Introduction
Obstetric anal sphincter injury (OASI) is the most common cause of anal incontinence in women and can have a devastating effect on a woman’s mental and physical health as well as their social wellbeing (1). In the United Kingdom, the rate of OASIs in primiparous women is 6.1%. The rates have risen three-fold from 2000 to 2012 (2). A similar trend has also been observed in Nordic countries and Canada (3, 4).

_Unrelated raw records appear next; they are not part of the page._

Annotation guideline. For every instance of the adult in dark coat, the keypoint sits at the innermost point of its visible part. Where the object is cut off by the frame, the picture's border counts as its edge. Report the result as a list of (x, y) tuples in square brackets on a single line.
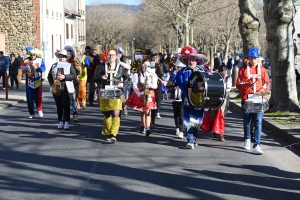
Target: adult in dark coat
[(217, 62), (13, 70)]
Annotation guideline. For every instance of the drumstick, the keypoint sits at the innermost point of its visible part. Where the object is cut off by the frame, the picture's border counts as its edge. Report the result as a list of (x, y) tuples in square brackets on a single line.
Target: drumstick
[(154, 74)]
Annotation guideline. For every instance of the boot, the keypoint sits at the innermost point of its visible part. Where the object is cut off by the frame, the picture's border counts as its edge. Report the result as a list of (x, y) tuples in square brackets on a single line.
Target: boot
[(115, 126), (107, 122)]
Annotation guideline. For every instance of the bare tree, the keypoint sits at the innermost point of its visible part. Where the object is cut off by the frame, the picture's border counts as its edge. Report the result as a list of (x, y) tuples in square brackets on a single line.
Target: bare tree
[(279, 16), (248, 25), (108, 24)]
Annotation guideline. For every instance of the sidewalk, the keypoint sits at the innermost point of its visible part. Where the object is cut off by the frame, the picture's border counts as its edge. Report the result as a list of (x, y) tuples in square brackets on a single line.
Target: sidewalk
[(14, 96), (289, 134)]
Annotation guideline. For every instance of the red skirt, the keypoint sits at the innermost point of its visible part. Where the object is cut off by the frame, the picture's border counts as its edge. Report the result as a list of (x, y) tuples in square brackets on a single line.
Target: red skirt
[(136, 102), (215, 124)]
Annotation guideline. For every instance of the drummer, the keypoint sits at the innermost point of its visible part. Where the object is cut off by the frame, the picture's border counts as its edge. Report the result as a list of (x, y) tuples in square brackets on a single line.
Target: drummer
[(142, 82), (247, 87), (111, 74), (192, 117)]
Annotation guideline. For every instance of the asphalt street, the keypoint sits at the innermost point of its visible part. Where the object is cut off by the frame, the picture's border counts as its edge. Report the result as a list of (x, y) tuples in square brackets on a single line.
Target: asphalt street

It is recommended that all women should be examined by a midwife or doctor following a vaginal delivery to assess perineal trauma and anal sphincter disruption (5) by performing a digital rectal and vaginal examination to avoid missing OASI. It has been shown that when a trained clinician re-examines women after their initial assessment, that the detection rate of OASIs doubles (6).
Women with missed OASIs are more likely to develop anal incontinence (7, 8). Endoanal ultrasound (EAUS) has been evaluated to improve the detection of OASIs at delivery. Andrews et al (13) assessed the anal sphincter by performing an EAUS immediately postpartum. Women also had a clinical examination by the accoucher to assess perineal trauma and were re-examined by a trained clinical research fellow immediately after delivery. They found that 58% of OASIs were missed by doctors and midwives (13) and all of these were identified using EAUS. EAUS also had a false positive rate of 2% based on anal sphincter defects on scan that were not clinically identifiable. The feasibility of using EAUS immediately after delivery however is limited as it is expensive, requires training and is not readily available in most maternity units. EAUS is also known to cause more discomfort than other imaging modalities (9) including transperineal ultrasound (TPUS). Over the last decade there has been an interest in using TPUS to image the anal sphincter (9-12). The equipment is universally available and enables visualisation of the anal sphincter complex without disrupting anatomy. It also has the advantage of multiplanar imaging and three-dimensional (3D) volume storage which allows one to review images offline.
Although previous research highlights that OASIs can be missed by doctors and midwives (6, 13, 14), many of these studies were performed more than 10 years ago. Training in both diagnosis and repair of OASIs has improved subsequently (15-17). The aim of this study was to establish whether 3D TPUS improves the detection of OASIs in women having their first vaginal delivery compared with clinical examination.